Capitolo settimo
Max tornò poco dopo mezzogiorno. Mix sentì i suoi passi nel corridoio, la porta che si apriva e il tintinnio delle chiavi posate nello svuotatasche che c’era sul tavolinetto dell’ingresso. Poi sentì il respiro di Max che si toglieva gli stivali umidi di neve.
«Ho una fame, Mix!» disse Max andando in cucina e quando vide la scatola di cereali per terra aggiunse: «Accidenti, a quanto pare qualcuno ha combinato un pasticcio. Mi chiedo chi sarà stato, ma sospetto si tratti di un certo amico peloso dal profilo greco».
Come sempre, Mix si avvicinò facendo le fusa e si sdraiò a pancia in su ai piedi del suo amico.
«È pericoloso quello che hai fatto, Mix» disse Max accarezzando la pancia al gatto.
«Ma se ti piacciono i cereali te ne darò una porzione ogni giorno come dessert» aggiunse.

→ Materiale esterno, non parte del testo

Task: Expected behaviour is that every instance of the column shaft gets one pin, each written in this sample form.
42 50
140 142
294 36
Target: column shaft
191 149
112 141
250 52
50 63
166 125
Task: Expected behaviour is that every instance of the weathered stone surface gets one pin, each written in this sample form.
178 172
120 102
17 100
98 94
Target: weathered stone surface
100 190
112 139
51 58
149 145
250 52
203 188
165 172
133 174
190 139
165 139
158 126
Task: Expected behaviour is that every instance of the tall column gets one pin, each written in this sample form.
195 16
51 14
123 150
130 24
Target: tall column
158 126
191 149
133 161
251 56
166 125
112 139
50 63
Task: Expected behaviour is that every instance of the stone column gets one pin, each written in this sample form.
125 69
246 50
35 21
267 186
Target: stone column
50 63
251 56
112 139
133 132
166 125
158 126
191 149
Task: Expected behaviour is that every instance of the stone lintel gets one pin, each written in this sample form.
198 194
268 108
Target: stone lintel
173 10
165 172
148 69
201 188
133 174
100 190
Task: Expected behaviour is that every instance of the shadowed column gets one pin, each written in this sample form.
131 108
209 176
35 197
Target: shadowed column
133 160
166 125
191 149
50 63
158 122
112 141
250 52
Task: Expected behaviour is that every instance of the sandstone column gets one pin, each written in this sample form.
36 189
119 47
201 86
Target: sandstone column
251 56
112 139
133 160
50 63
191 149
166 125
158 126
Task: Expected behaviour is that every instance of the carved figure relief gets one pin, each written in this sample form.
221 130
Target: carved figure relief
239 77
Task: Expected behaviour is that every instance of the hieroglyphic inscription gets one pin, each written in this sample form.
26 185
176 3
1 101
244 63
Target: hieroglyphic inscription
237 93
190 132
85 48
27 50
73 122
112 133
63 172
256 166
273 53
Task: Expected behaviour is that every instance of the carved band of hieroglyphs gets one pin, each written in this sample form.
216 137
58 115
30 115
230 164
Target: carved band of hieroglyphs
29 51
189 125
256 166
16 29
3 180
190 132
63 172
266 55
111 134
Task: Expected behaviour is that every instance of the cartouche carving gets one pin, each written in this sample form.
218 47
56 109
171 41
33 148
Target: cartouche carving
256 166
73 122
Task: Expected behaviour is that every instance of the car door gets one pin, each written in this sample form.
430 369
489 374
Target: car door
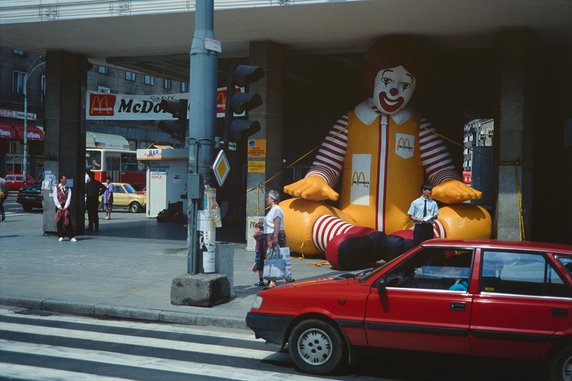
522 301
424 303
120 198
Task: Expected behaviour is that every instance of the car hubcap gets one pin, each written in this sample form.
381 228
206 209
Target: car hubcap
315 346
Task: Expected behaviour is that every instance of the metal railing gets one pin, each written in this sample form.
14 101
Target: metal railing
17 11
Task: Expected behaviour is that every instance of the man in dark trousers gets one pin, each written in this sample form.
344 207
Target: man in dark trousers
423 211
93 189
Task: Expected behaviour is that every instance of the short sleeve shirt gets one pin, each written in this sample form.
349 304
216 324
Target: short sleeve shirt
274 212
416 208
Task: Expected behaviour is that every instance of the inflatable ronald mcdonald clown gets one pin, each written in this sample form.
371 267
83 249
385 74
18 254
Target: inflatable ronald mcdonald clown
382 151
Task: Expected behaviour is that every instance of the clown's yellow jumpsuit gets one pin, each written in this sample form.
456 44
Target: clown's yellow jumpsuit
383 160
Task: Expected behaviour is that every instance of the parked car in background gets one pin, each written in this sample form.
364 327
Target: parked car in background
471 297
30 196
16 181
125 196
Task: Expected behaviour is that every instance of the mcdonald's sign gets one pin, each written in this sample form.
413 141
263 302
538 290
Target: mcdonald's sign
405 145
101 104
358 178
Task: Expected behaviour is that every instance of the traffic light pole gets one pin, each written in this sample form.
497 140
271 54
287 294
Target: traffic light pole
202 118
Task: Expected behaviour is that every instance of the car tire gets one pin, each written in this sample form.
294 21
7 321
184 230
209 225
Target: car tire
561 364
135 207
317 347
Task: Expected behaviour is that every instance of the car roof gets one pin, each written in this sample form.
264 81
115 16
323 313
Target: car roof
501 244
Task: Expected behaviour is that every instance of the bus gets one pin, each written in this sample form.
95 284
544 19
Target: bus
110 156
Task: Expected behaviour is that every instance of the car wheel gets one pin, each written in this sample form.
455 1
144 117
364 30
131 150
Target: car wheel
135 207
317 347
561 364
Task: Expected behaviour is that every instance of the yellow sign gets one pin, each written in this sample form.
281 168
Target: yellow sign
257 148
221 168
257 166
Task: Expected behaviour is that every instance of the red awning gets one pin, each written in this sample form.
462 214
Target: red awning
7 132
33 132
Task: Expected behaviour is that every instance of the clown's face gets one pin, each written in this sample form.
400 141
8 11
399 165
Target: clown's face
393 89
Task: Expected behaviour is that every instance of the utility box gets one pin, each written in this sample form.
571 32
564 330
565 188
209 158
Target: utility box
166 178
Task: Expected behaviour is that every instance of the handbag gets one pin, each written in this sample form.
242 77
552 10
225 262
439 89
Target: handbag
285 254
274 265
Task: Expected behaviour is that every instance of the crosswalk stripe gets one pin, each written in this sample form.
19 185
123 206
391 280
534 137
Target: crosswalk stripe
19 372
135 340
185 367
156 327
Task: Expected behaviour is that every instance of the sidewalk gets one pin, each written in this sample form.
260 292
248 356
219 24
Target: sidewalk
123 272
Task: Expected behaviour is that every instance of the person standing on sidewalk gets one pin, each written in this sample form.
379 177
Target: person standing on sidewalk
423 211
62 200
93 189
108 198
3 195
274 226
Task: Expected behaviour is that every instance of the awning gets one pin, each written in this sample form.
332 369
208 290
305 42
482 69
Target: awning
99 140
16 132
32 132
7 132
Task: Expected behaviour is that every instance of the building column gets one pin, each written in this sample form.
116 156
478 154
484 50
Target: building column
64 145
515 137
269 56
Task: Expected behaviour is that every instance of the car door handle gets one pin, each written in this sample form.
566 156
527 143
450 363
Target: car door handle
559 312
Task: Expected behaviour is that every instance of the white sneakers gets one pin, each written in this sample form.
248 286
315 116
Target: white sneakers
71 240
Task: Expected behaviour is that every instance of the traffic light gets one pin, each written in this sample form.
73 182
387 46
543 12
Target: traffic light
175 128
238 128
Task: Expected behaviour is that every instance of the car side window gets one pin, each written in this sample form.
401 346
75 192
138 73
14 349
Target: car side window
520 273
434 268
566 262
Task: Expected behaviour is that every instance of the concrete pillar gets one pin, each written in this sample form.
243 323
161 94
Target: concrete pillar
269 56
515 137
64 147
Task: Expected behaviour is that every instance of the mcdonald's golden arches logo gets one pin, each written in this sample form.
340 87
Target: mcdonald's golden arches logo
358 178
404 145
101 104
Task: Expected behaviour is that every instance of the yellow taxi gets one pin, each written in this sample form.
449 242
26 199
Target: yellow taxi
125 196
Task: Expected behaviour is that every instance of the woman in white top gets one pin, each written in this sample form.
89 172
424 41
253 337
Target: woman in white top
274 228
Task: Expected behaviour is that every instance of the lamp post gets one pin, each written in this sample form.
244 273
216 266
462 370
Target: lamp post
36 64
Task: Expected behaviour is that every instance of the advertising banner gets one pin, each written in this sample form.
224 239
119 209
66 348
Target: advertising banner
106 106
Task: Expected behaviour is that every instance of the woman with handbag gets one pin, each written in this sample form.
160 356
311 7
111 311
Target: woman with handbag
274 226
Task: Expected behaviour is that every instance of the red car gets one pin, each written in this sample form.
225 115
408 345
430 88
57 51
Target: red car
474 297
15 181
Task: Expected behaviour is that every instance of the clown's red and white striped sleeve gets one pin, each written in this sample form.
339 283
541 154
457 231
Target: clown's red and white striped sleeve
435 157
327 227
330 157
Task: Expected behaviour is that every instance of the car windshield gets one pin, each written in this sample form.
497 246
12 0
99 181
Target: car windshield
368 273
129 188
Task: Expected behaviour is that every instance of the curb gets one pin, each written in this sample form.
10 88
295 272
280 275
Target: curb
129 313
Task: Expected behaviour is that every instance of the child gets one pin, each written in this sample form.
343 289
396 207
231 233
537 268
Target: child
260 250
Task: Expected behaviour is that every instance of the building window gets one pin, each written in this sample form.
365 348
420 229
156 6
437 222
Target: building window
18 80
103 70
149 80
130 76
43 88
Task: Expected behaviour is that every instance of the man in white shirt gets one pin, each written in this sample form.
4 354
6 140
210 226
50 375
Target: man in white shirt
423 211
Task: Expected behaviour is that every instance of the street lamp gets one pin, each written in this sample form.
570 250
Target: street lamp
36 64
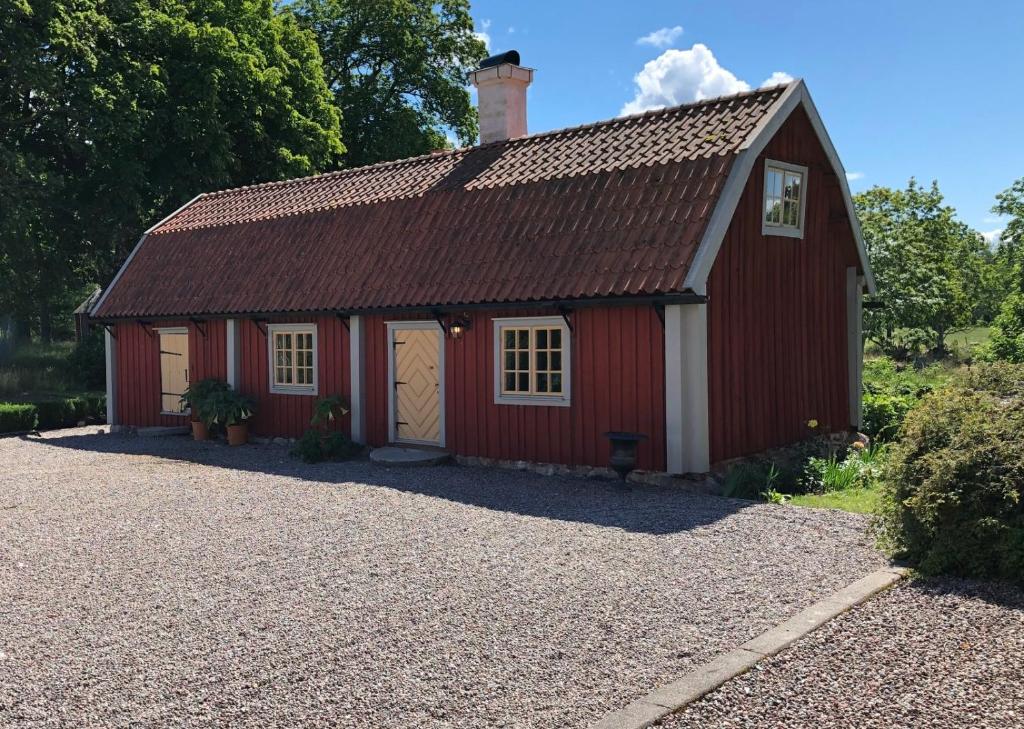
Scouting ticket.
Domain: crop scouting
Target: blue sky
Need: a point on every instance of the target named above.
(925, 89)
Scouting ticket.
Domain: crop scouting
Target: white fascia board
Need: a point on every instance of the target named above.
(795, 94)
(141, 240)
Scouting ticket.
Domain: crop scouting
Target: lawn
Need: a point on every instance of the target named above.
(858, 501)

Mix pensò che a modo suo, senza parole, aveva detto la verità, poi però si sentì triste perché quella verità nascondeva un inganno e gli amici non si ingannano mai e poi mai.
Max vide il suo gatto cieco avvicinarsi alla libreria. Là si sedette e cominciò a miagolare con gli occhi bui puntati sullo scaffale più alto.
«Un libro? Perché vuoi un libro, Mix? Tu non sai leggere e poi...»
Per tutta risposta il gatto cieco si alzò sulle zampe posteriori, appoggiando quelle anteriori sui libri in basso, e miagolò ancora senza smettere di indicare con la testa verso l’alto.
«Fenimore Cooper, L’ultimo dei Mohicani» lesse Max, e Mix continuò a miagolare.
Max lesse a uno a uno i titoli in fila sullo scaffale più alto della libreria: Jack London, Zanna Bianca; Mark Twain, Le avventure di Huckleberry Finn; Selma Lagerlöf, Il viaggio meraviglioso di Nils Holgersson; Michael Ende, La storia infinita... e man mano che si avvicinava all’angolo sinistro i miagolii di Mix si facevano più dolci, più allegri.
Arrivò così al dorso di un grosso libro con la copertina azzurra – Jules Verne, Ventimila leghe sotto i mari – e allora Mix si sdraiò a pancia in su, facendo le fusa ai piedi dell’amico. Quando Max tolse il libro dallo scaffale, sbatté ripetutamente le palpebre stupefatto. In un nido fabbricato con pezzettini di carta, un minuscolo topo marrone chiaro si copriva gli occhi con le zampine anteriori.
Mix faceva le fusa sfregandosi contro le gambe del suo amico.
«Accidenti, abbiamo un ospite. Anch’io da bambino mi tappavo gli occhi per essere invisibile.
Non avrai intenzione di mangiarti questo povero topo?» disse Max, ma poi ricordò la scatola di cereali sul pavimento della cucina.
«Mix, i cereali erano per il topo?»
Max prese con cura il minuscolo topo tremante, lo posò per terra e vide che correva a rifugiarsi sotto il gatto.
«Mi fa piacere che tu abbia un nuovo amico, Mix. Così non ti sentirai solo, perché nei prossimi giorni io dovrò fare altri viaggi. D’ora in poi siamo in tre in questa casa» disse Max e mise subito una scodellina accanto a quella di Mix. In una versò una generosa porzione di croccantini al gusto di pesce e nell’altra una non meno generosa porzione di cereali.